LSI9211-8i on Ubuntu 15.10 timeouts

Notice: Page may contain affiliate links for which we may earn a small commission through services like Amazon Affiliates or Skimlinks.

gr8ape

Member
Jun 15, 2015
42
4
8
So I have a problem I have been beating my head against the wall with and I'm hoping someone can help me solve.

I have a virtualized ubuntu 15.10 server machine with LSI9211-8i PCIe passthrough. Previously, in 14.10 and 15.04 it worked flawlessly, always detecting my HDDs and booting. When I upgraded to 15.10, however, the mpt2sas driver has a timeout and no drives are presented to linux. I got the previous 3.19 kernel installed and that works great, but there seems to be some inconsistency that occasionally causes the machine to panic. Anything using > 3.19 (including the new 4.0 kernels) experiences the mpt2sas timeout and no drives are presented to the OS.

Any ideas? I'd like to take advantage of the improvements made to BTRFS in the 4.0 kernel. Thanks for any help and suggestions.
 

mattlach

Active Member
Aug 1, 2014
335
91
28
LSI hardware can be pretty particular about the driver and firmware being on the same "phase" or version as the rest of us would call it.

In fact LSI won't even support configurations with driver/firmware mismatches.

For instance, my current FreeNAS install recently (withan update) went from shipping with the P16 driver to shipping with the P20 driver, so I went in and flashed my two LSI controllers (it IT mode) to the P20 firmware so they match.

I would check your firmware revision and make sure it matches the driver version included with your linux distribution, and if it doesn't, flash them to be the same.

People have reported some pretty nasty problems on occasion when they are mismatched.
 
Last edited:

whitey

Moderator
Jun 30, 2014
2,766
868
113
41
I've tried matched and mis-matched (v19 and v20), neither helps, there were suspicions that the v19 was 'less buggy/more solid' or a FW release but that even gave me hell. No such luck, I'm afraid they are non-functional, I see this on rockstor and DIY ZoL setup i have recently tried w/ newer kernels. Maybe I will hop on the freenode linux kernel channel and see what i can drum up one of these days. I've damn near begged here for someone else w/ similar setup or access to hardware can try this and no takers yet.
 

mattlach

Active Member
Aug 1, 2014
335
91
28
I've tried matched and mis-matched (v19 and v20), neither helps, there were suspicions that the v19 was 'less buggy/more solid' or a FW release but that even gave me hell. No such luck, I'm afraid they are non-functional, I see this on rockstor and DIY ZoL setup i have recently tried w/ newer kernels. Maybe I will hop on the freenode linux kernel channel and see what i can drum up one of these days. I've damn near begged here for someone else w/ similar setup or access to hardware can try this and no takers yet.
Well, I'm following this with avid interest. My two 9211-8i's in IT mode are working perfectly currently in my ESXi box, forwarded to a FreeNAS guest, but I have been considering migrating to Proxmox, so if they don't work well in Linux, I'll have a real problem.

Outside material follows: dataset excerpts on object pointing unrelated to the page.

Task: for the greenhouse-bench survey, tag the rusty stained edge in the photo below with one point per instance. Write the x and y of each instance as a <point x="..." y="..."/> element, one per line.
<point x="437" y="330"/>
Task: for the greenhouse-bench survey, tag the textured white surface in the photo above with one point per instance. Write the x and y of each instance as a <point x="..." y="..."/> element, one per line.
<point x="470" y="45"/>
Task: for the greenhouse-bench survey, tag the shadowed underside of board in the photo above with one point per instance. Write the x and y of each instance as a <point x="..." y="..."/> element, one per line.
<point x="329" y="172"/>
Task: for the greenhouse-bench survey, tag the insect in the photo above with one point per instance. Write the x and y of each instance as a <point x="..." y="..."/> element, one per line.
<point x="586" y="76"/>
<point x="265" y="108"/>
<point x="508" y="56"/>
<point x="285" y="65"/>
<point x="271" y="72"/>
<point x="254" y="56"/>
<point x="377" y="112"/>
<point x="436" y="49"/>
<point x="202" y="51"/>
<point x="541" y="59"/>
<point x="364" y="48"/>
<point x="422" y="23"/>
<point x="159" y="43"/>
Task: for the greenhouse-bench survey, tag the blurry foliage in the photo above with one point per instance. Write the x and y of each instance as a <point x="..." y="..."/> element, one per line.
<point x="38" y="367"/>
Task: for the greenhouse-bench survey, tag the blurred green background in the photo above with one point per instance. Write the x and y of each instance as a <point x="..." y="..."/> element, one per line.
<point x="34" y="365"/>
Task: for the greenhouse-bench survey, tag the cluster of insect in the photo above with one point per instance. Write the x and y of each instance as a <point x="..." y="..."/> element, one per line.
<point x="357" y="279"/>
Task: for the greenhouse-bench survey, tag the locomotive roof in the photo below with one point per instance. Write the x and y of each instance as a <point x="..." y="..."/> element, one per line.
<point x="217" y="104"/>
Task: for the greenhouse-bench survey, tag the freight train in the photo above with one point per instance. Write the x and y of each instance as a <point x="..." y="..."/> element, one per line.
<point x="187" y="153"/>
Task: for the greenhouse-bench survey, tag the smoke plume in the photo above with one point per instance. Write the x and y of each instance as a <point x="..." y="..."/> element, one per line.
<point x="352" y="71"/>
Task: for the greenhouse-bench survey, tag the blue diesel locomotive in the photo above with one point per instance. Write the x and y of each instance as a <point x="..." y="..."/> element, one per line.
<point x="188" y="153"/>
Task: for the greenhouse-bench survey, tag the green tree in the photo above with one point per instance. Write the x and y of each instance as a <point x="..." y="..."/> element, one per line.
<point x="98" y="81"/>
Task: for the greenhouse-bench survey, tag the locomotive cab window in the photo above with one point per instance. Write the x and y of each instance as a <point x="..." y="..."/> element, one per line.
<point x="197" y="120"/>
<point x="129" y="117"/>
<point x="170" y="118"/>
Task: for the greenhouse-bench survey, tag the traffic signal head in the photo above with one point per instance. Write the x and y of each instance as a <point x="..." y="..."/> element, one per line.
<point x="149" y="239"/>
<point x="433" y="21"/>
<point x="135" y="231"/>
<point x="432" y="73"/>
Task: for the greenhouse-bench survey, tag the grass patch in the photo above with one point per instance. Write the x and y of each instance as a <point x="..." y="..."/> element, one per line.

Unfortunately since my ESXi box is a "home production" system of sorts, I can't just take it down to test :(
 

mattlach

Active Member
Aug 1, 2014
335
91
28
I just had a flashback to when I originally set up my first passthrough with an LSI controller a few years back, and thought of something else you might try.

The little nugget that popped up in my head while I was doing something else is as follows:

Apparently LSI Controllers don't work well with MSI/MSI-X interrupts when passed through. The recommendation is to disable these and fall back on traditional interrupts. When I did it it was a BSD specific configuration in the guest I had to set, but I think you can do it in the host configuration too, at least I could on my ESXi box. it required manually editing the guest config file though, and adding a line to disable MSI.

What host are you using? If you need it, I'll see if I can find the config line for ESXi.
 

rubylaser

Active Member
Jan 4, 2013
846
236
43
Michigan, USA
I've tried matched and mis-matched (v19 and v20), neither helps, there were suspicions that the v19 was 'less buggy/more solid' or a FW release but that even gave me hell. No such luck, I'm afraid they are non-functional, I see this on rockstor and DIY ZoL setup i have recently tried w/ newer kernels. Maybe I will hop on the freenode linux kernel channel and see what i can drum up one of these days. I've damn near begged here for someone else w/ similar setup or access to hardware can try this and no takers yet.
@whitey how are you checking the mpt2sas version number? I just checked on my Ubuntu 14.04.4 server that's been upgraded a few times from 10.04 -> 12.04 -> 14.04, and realized that the version of mpt2sas appears to be super old in my install (unless I'm looking at this wrong). I'm currently running a 4.4 kernel.
Code:
root@fileserver:~# modinfo -F version mpt2sas
09.102.00.00
root@fileserver:~# modinfo -F version mpt3sas
09.102.00.00

In dmesg at boot time, my cards all initialize and are shown to be running v19 firmware.
 

whitey

Moderator
Jun 30, 2014
2,766
868
113
41
I just had a flashback to when I originally set up my first passthrough with an LSI controller a few years back, and thought of something else you might try.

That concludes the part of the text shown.